Dans les cellules hôtes, les virus partenaires peuvent échanger du matériel génétique et évoluer au fil du temps – ScienceDaily


Les virus défectueux incorporés dans les génomes de l'herbe peuvent s'adapter pour former des partenariats avec d'autres virus incorporés au génome afin de compléter leur cycle de vie, selon À une nouvelle étude PLOS Pathogens . Les résultats suggèrent que les virus partenaires évoluent de concert, ce qui leur permet de maintenir leur relation au fil du temps.

Les génomes des animaux, des plantes et des champignons contiennent des étendues d'ADN qui proviennent de virus, intégrés dans des génomes d'hôtes anciens après une infection, et ont été transmis à une progéniture d'hôte. Ces «fossiles» viraux offrent l'occasion d'étudier les interactions entre les virus dans les cellules hôtes à une échelle évolutive.

Pour mieux comprendre les interactions virales, Sunlu Chen et ses collègues de l'Université de Hokkaido, au Japon, se sont concentrés sur les fossiles viraux transmis à partir d'herbes anciennes dans la famille des herbes Poaceae. Plus précisément, ils étaient intéressés par les fossiles de virus connus sous le nom de pararetrovirus (PRV), qui ne s'intègrent pas dans l'ADN de l'hôte dans le cadre de leur cycle de vie normal, mais peuvent accidentellement laisser un «fossile» viral dans les génomes de l'hôte tout en conservant la capacité de compléter leur Cycle de vie ".

Les chercheurs ont séquencé et analysé les fossiles PRV intégrés dans les génomes modernes de l'herbe et ont identifié plusieurs espèces différentes de PRV, dont trois étaient défectueux. Ces espèces défectueuses manquaient d'ADN qui code pour les protéines requises par les PRV pour coopérer avec les machines cellulaires hôtes et faire de nouvelles copies du virus, complétant le cycle de vie viral.
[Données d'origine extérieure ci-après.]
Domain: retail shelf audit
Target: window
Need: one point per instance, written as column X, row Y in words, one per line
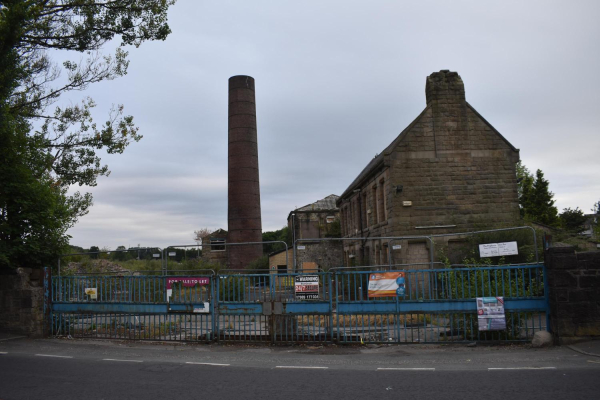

Pour étudier comment les PRV défectueux pourraient encore être en mesure de compléter leur cycle de vie, les scientifiques ont analysé les relations génétiques entre les séquences de PRV fossiles. Ils ont constaté qu'une espèce de PRV défectueuse peut avoir évolué pour former une relation commensale avec une espèce non défectueuse, ce qui lui permet d'utiliser les machines protéiques non défectueuses pour compléter son cycle de vie.

Les preuves suggèrent que les deux autres PRV défectueux ont peut-être développé un partenariat mutualiste, chaque espèce fournissant des machines de protéines complémentaires manquées par les autres espèces.

L'équipe de recherche a constaté que les deux espèces dans chaque partenariat ont souvent échangé des étendues d'ADN appelées séquences régulatrices non codantes (NRS) entre elles au fil du temps. Cette évolution concertée a permis aux espèces associées de partager des SNR très similaires, et cela semble avoir permis le développement et la maintenance des partenariats au fil du temps.

"Les fossiles de virus dans les génomes de l'herbe ont révélé que les espèces défectueuses d'arrêtetrovirus étaient prospères en raison de compensations de déficiences fonctionnelles par des partenariats avec des virus intacts ou avec des virus défectueux complémentaires".

Source de l'histoire:

Matériel fourni par PLOS . Remarque: Le contenu peut être édité pour le style et la longueur.